Fort McAllister was designed by Captain John McGrady and was inspected by Confederate General Robert E. Lee in 1861 to which he had a few recommendations to better protect the fort. Lee recommended it be enlarged to better withstand heavy bombardment, which he would be proven correct when artillery fire from Union and naval forces couldn't penetrate the walls of the fort. The Union ironclad ships—the Montauk, Passaic, Nahant, and Patapsco—could not damage the fort despite having some of the biggest cannons at the time, especially the Montauk which featured 11 and 15-inch guns. The fort itself was only defended by a few hundred soldiers and in no way could withstand General Sherman's attack with a far larger force.
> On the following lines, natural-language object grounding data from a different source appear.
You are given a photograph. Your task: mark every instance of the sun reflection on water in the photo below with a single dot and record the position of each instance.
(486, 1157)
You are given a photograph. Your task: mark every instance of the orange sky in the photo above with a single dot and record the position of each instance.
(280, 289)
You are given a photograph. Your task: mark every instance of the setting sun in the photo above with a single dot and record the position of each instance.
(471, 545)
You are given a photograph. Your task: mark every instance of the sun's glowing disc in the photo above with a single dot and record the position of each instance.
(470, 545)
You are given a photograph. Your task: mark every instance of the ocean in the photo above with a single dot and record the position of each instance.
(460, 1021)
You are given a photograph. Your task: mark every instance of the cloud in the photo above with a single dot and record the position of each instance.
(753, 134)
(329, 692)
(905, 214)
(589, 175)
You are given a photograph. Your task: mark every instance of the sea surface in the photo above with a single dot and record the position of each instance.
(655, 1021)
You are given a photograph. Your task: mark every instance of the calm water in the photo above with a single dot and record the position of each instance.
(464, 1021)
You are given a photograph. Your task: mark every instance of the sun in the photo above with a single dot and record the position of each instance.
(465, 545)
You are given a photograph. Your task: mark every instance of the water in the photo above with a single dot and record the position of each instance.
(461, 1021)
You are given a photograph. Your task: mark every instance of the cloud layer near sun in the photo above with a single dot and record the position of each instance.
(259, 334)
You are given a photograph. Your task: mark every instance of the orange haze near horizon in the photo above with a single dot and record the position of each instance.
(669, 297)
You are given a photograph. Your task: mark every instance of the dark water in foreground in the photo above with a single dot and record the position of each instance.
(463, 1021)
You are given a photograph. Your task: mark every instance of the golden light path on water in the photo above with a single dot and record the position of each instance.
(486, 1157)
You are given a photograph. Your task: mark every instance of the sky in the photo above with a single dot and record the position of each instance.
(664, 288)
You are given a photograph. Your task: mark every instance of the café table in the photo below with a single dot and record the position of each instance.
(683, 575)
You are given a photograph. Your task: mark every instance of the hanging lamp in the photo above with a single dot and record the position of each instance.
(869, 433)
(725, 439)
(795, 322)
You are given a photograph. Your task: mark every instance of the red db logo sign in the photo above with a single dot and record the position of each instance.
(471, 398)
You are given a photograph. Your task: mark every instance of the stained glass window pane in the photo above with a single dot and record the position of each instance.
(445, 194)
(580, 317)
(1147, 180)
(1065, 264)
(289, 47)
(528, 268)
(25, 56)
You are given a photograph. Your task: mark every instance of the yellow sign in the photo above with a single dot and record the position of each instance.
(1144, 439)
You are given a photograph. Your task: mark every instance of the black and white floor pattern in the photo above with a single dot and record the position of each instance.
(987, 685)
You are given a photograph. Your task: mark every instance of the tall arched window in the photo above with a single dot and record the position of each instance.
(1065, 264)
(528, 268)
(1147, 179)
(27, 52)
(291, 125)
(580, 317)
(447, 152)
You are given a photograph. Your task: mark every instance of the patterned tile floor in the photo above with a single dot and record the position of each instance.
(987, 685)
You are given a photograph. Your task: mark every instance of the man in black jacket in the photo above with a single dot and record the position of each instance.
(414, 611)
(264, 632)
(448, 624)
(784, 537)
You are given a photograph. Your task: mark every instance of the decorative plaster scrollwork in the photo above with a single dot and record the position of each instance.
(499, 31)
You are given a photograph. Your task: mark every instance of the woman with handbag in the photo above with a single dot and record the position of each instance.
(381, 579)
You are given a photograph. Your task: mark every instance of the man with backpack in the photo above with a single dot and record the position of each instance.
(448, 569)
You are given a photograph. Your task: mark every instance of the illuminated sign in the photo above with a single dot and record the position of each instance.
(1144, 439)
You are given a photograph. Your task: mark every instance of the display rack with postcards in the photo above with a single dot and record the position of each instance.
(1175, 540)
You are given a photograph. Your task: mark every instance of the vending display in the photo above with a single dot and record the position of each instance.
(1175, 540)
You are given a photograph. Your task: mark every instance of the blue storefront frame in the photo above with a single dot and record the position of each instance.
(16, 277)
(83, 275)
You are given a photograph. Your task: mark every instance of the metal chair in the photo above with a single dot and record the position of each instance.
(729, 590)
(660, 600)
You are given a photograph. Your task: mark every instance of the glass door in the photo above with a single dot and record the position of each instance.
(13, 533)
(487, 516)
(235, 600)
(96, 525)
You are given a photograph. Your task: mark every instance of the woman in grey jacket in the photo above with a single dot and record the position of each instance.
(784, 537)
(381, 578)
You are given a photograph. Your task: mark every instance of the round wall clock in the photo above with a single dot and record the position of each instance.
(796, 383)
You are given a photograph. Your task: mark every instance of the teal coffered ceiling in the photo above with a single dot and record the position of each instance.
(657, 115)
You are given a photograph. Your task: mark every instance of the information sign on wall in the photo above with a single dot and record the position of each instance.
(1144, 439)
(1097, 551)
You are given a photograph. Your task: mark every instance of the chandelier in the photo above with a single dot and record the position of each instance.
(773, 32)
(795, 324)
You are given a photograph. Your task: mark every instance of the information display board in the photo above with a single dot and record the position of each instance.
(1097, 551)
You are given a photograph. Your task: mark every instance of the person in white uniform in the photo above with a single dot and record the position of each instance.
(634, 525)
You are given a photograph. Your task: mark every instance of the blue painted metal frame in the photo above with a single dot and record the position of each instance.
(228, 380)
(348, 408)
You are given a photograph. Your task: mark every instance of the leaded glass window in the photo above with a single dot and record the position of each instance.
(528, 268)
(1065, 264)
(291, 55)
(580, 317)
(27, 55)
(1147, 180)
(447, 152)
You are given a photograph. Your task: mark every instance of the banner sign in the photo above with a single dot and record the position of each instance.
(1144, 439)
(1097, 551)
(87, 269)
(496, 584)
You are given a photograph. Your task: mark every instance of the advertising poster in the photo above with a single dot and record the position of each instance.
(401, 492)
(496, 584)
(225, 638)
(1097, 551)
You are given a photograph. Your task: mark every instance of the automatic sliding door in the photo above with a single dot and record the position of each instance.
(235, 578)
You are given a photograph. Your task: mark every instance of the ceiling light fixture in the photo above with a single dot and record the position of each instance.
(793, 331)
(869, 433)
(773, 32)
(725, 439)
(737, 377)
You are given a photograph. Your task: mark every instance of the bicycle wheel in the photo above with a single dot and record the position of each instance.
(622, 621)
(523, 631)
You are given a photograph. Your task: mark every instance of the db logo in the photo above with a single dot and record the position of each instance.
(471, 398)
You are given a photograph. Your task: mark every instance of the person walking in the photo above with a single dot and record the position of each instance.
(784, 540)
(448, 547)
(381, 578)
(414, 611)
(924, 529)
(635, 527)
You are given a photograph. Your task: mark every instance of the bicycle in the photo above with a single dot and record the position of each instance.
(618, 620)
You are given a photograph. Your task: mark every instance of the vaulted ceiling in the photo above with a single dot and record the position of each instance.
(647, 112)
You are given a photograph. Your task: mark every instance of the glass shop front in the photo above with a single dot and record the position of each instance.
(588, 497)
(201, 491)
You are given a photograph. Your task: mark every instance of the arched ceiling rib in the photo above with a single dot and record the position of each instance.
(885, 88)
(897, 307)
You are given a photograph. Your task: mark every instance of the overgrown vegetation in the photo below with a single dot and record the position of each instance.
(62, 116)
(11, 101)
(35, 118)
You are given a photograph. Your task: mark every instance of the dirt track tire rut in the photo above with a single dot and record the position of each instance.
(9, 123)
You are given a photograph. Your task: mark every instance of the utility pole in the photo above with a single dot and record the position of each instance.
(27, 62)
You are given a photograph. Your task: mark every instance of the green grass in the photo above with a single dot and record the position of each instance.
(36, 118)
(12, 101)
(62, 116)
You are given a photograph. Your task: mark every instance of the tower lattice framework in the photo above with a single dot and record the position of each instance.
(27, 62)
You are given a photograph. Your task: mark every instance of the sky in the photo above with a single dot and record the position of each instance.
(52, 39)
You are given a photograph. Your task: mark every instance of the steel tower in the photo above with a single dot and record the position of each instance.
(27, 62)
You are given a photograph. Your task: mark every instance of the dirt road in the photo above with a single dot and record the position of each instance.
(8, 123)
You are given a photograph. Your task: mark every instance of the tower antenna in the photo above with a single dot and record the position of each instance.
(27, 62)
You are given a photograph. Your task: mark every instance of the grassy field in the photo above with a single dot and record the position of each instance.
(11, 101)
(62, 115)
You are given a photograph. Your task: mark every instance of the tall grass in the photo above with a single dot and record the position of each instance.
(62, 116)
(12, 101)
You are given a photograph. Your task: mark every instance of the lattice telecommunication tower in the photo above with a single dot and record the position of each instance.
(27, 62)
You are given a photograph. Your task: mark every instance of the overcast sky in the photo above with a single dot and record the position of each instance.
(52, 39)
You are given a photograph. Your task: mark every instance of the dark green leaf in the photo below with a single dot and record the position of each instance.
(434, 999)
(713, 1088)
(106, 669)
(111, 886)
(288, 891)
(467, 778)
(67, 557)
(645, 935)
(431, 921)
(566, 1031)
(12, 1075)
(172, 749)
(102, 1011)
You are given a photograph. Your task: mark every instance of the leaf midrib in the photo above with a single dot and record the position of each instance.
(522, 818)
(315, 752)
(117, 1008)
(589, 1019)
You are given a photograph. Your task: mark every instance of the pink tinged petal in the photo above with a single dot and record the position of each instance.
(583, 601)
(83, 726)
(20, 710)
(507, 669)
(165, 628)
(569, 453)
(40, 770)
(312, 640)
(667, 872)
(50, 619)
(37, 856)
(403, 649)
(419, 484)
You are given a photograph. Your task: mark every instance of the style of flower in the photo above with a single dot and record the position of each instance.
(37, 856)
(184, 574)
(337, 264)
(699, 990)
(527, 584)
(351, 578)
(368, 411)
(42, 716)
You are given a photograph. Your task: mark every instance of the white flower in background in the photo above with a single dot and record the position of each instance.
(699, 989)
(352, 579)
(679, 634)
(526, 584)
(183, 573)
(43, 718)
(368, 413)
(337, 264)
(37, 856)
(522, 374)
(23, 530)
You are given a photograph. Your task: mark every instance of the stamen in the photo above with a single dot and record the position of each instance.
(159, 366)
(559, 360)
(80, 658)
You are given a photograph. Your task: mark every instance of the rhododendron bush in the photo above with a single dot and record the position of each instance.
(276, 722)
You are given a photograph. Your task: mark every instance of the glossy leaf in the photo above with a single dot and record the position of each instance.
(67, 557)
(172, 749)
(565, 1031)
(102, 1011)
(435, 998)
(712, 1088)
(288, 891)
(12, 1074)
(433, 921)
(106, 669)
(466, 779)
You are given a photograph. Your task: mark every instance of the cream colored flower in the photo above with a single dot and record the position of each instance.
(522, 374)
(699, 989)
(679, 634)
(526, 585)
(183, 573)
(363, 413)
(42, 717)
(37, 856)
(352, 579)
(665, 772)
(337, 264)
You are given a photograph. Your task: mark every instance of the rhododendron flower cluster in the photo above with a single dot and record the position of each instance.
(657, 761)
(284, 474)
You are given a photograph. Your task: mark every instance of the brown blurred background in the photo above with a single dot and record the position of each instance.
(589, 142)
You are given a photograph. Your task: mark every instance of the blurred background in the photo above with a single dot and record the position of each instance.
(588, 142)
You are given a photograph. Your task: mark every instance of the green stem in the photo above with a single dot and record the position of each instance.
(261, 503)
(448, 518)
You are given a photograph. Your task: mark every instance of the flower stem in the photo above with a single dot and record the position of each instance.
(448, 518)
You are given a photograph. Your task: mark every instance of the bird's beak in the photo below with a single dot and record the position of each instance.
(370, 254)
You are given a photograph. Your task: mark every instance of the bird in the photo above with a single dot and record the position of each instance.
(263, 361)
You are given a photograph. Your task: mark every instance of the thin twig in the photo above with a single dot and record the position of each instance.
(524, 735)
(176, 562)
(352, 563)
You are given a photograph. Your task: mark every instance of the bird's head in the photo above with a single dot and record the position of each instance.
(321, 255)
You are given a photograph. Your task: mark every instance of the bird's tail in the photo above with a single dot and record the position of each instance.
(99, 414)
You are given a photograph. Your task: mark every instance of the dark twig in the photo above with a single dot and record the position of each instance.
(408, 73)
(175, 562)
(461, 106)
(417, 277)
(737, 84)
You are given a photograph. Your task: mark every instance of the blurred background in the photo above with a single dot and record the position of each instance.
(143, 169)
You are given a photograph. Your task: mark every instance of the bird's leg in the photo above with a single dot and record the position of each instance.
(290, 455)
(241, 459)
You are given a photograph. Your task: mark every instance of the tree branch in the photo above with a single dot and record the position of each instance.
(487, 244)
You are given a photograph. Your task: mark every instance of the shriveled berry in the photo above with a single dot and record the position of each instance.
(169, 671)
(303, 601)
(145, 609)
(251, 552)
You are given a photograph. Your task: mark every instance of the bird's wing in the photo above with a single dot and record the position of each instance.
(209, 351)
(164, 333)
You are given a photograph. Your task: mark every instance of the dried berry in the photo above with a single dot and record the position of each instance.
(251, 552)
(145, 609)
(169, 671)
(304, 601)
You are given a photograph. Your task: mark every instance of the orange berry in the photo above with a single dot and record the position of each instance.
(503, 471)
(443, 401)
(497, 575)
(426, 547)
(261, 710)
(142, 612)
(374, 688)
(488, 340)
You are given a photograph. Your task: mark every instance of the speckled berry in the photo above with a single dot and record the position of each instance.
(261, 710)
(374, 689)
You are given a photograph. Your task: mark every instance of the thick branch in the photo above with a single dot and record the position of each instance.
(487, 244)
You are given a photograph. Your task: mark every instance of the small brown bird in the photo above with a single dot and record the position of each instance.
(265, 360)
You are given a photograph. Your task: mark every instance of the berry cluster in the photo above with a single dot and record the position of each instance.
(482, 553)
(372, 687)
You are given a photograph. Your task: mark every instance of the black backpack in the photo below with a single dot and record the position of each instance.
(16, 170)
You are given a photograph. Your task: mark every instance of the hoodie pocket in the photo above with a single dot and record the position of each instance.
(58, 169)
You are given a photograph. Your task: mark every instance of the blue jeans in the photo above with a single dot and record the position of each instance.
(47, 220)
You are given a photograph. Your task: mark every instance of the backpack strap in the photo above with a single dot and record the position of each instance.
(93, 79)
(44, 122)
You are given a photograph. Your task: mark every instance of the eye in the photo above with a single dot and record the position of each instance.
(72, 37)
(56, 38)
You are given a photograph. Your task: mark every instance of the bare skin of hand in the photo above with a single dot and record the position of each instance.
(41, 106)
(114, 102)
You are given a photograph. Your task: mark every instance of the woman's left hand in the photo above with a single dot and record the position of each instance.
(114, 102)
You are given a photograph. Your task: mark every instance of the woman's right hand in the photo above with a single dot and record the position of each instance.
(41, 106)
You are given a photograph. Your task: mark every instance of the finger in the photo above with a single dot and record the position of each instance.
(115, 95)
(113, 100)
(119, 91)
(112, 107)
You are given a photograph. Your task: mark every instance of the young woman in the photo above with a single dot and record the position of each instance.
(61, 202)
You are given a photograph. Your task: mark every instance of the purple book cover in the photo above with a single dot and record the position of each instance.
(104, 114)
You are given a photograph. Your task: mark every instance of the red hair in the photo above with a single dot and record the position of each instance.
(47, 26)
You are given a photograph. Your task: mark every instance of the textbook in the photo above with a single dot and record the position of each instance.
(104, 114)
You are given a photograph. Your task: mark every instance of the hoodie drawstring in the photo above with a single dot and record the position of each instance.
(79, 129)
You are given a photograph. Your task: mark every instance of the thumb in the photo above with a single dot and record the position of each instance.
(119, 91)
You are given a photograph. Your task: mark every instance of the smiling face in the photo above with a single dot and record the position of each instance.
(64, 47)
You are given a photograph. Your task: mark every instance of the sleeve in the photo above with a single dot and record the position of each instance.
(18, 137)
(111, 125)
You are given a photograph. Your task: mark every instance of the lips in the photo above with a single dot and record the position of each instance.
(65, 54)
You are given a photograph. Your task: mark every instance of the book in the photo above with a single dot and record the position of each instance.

The Battle of Fort McAllister itself only lasted 15 minutes and ended with Union forces capturing the base which put the Confederacy on the path to losing the Civil War.

After Union soldiers captured Savannah, Sherman and his forces abandoned control of the fort along with burning most of the bunkers. The fort was originally operated by Maj. George W. Anderson, but he was captured and taken to the McAllister family home to which Union forces made it a new base for Gen. William B. Hazen. This would happen on the same evening that the fort was burned and forgotten. General Hazen held a celebratory dinner for the victory inviting General Sherman and even Major Anderson. Both Anderson and Sherman got into a heated exchange over the tactics Anderson used to defend the base. Anderson and captured Confederate soldiers went under orders to clear the fort of land mines they placed on the grounds as a defense mechanism and tributes were made to those that had fallen in the Battle of Fort McAllister.

Industrialist Henry Ford bought the property in the 1930s and began efforts to restore it after the years of abandonment and poor shape it was in. In 1958, the International Paper Company bought the property and gave it to the State of Georgia. The state worked with preservation groups and historians to restore the fort to match its appearance before the Union forces captured and destroyed it. The fort would make it onto the National Register of Historic Places in 1970 and be reopened as a public park. It was combined with Richmond Hill State Park and was named Fort McAllister State Park.